No matter what, the base machine is just a start. All the tooling you will end up buying even just initially will probably add up to more than what the machine costs. You can of course make practically all your own tooling, but at a cost in time. If the journey is more important to you than the destination, no sweat. A bench grinder and some tool stock or lathe tool blanks will get you off to a not so flying start. Maybe some carbide insert tools and cheap carbide inserts. The little triangle ones are nice because you just turn to the next point when you burn up or break the first one or the second one.

If you buy a Vevor, one small consolation is that you aren't alone. The bottom feeders will always find cash strapped or stingy customers and so there are a lot of owners in varius stages of learning to make their lathe do useful stuff or at least fun stuff.

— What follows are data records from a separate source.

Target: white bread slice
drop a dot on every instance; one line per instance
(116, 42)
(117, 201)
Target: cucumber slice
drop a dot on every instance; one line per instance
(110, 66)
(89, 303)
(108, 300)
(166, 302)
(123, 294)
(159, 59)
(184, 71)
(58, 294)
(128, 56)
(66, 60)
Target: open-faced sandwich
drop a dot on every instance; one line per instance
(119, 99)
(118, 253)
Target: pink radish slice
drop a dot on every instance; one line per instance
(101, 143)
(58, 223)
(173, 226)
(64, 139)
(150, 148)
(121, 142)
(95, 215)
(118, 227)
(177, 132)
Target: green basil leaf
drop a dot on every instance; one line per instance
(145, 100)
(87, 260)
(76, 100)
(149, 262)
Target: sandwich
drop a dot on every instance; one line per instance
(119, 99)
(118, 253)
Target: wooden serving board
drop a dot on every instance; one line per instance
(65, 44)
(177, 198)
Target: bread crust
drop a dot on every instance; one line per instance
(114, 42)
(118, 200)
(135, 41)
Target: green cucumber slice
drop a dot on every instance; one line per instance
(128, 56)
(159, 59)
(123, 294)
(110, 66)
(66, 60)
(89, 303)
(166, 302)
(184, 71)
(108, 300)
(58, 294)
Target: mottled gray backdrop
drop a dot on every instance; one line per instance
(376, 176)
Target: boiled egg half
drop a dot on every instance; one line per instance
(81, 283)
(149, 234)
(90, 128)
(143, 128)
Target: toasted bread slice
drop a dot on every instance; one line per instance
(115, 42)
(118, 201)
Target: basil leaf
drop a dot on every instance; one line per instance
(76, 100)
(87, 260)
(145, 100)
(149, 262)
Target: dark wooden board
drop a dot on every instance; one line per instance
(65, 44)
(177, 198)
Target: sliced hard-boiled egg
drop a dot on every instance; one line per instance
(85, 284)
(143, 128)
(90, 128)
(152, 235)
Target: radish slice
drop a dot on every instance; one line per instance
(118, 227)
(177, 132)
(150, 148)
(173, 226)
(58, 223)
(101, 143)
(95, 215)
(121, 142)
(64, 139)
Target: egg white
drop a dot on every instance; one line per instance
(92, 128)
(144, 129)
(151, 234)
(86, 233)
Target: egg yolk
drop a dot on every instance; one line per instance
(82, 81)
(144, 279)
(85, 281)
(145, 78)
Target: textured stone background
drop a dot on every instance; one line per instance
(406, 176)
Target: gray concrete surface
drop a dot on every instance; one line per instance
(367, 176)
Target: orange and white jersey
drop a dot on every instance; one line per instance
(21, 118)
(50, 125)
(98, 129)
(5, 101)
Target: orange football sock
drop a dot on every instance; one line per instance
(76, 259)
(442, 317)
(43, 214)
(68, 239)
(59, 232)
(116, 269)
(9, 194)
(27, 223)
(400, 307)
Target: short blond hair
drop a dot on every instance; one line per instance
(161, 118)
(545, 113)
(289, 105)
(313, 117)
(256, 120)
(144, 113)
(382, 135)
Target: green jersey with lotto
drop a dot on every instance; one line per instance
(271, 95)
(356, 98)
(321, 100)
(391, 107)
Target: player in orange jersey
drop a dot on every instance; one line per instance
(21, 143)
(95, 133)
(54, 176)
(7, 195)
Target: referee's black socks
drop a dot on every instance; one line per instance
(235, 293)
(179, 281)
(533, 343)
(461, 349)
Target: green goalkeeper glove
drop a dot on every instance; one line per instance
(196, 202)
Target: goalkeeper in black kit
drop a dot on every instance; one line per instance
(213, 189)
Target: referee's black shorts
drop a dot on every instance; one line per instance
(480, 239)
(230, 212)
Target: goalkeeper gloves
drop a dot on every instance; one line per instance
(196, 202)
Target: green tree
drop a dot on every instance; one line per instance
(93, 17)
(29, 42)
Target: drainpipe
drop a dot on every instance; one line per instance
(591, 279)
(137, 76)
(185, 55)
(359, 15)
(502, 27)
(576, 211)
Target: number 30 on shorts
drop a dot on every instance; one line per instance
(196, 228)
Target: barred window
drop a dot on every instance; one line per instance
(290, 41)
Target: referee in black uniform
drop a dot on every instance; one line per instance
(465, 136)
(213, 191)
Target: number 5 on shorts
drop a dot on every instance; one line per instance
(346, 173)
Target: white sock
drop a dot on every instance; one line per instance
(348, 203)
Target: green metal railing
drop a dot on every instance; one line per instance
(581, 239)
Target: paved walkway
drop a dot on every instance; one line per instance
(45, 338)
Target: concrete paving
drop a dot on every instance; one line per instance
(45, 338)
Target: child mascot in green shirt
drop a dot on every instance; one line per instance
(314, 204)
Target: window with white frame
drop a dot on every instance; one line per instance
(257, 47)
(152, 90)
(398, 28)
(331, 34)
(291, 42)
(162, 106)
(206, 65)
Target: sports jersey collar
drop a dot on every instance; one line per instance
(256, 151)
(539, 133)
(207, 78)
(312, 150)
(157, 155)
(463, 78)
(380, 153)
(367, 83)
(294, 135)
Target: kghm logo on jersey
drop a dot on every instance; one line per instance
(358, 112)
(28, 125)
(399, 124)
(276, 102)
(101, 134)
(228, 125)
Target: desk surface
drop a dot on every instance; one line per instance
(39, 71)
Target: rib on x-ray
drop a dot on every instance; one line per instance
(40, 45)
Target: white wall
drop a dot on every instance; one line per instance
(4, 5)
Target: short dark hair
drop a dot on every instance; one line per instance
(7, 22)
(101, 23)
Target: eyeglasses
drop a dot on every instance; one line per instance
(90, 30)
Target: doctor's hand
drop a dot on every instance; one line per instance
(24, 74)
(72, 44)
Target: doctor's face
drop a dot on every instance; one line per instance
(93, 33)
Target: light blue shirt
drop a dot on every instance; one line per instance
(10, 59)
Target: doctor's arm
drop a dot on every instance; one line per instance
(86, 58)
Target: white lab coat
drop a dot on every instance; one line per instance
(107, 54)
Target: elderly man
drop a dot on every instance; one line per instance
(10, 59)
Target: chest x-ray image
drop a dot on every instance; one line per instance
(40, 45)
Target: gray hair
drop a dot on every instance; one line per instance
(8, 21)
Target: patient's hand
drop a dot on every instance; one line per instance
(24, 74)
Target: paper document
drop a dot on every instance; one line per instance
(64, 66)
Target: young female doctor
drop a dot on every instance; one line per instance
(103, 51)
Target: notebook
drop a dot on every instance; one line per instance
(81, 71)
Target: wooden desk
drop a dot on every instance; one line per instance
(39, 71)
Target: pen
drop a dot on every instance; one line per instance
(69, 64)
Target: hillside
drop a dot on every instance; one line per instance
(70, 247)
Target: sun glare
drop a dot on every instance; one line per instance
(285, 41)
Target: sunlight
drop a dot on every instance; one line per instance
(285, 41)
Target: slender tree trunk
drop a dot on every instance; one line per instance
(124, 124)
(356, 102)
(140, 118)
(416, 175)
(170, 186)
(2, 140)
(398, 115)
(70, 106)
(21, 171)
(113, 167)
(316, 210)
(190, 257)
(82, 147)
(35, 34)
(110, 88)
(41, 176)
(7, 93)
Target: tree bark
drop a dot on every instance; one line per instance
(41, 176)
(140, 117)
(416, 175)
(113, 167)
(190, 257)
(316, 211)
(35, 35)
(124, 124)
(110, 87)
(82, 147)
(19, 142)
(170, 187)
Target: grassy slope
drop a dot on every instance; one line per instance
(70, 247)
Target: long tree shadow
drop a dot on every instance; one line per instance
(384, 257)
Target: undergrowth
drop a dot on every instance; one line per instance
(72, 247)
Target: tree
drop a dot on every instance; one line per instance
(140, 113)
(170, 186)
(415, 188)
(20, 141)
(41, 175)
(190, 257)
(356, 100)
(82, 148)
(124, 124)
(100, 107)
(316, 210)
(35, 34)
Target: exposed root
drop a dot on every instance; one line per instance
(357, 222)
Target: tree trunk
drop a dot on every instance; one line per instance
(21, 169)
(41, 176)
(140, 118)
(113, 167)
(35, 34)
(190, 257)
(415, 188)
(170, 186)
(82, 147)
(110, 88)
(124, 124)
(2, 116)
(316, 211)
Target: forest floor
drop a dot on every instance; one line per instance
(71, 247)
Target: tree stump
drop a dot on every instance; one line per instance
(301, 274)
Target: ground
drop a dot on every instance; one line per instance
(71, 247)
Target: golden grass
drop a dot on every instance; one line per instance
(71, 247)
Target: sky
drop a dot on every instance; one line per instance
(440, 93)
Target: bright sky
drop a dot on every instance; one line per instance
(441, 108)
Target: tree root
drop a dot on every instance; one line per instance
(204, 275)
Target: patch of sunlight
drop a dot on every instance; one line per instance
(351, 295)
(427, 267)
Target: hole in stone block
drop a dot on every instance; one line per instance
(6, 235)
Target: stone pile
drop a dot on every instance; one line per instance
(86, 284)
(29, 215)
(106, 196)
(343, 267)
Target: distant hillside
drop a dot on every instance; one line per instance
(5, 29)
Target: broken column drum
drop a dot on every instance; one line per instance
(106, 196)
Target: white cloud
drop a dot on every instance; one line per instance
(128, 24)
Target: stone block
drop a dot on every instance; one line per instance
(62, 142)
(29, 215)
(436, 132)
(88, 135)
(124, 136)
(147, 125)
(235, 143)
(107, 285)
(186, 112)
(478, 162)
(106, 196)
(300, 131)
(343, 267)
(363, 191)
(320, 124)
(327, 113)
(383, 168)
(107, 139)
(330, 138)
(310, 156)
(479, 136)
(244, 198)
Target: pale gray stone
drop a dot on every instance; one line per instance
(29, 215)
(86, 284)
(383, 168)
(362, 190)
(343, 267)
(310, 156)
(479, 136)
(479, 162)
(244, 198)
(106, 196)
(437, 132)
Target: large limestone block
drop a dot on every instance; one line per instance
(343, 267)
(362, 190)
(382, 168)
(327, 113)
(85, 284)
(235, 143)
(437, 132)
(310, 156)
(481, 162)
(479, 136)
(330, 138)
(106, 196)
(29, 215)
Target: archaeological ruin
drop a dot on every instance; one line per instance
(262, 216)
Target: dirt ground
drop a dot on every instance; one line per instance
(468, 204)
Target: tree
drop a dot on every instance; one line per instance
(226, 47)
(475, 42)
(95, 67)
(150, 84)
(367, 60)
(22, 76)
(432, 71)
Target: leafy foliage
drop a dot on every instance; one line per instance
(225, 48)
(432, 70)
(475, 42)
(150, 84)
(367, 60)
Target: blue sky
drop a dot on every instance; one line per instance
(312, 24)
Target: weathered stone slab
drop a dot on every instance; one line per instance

Okay gotta go. I got a piece of 6061 out in the workshop that needs to be turned into little shiny curley cue chips this morning.
you hit the nail on the head, the cheap chinese lathe / mill makes no sense if you are making money with them (you can make money after you have worked the bugs out), but for getting into a hobby and learning about that hobby they make sense for several reasons,
1. low barrier for entry into the hobby, not much upfront cost not much dedicated space required.
2. low cost of accessories, if you have a powerful very rigid lathe / mill you need powerful rigid tools, vices, holders etc. and they can cost as much as a cheap lathe or mill (easily). you can get tons of ok stuff off of amazon/ebay/aliexpress, none of it is as capable as industrial tools but it will not be the limiting factor.
3. easy to upgrade from if and when you need to, it is hard to sell/move a full sized mill / lathe out after you are ready to move up (if you ever are).
4. safety, a small mill / lathe can mess up your day if you make a mistake but they are not as likely to end your life as a full sized knee mill or a 14X40 south bend lathe.

I'm planning on moving up to larger equipment sometime after i have worked out the bugs in my skill, and have had fun with the minis but in the mean time this is like an erector set where you learn about the equipment and have fun as well.

IMHO If you can workout how to make good parts on the minis you will be able to easily duplicate that with larger / better / more rigid equipment.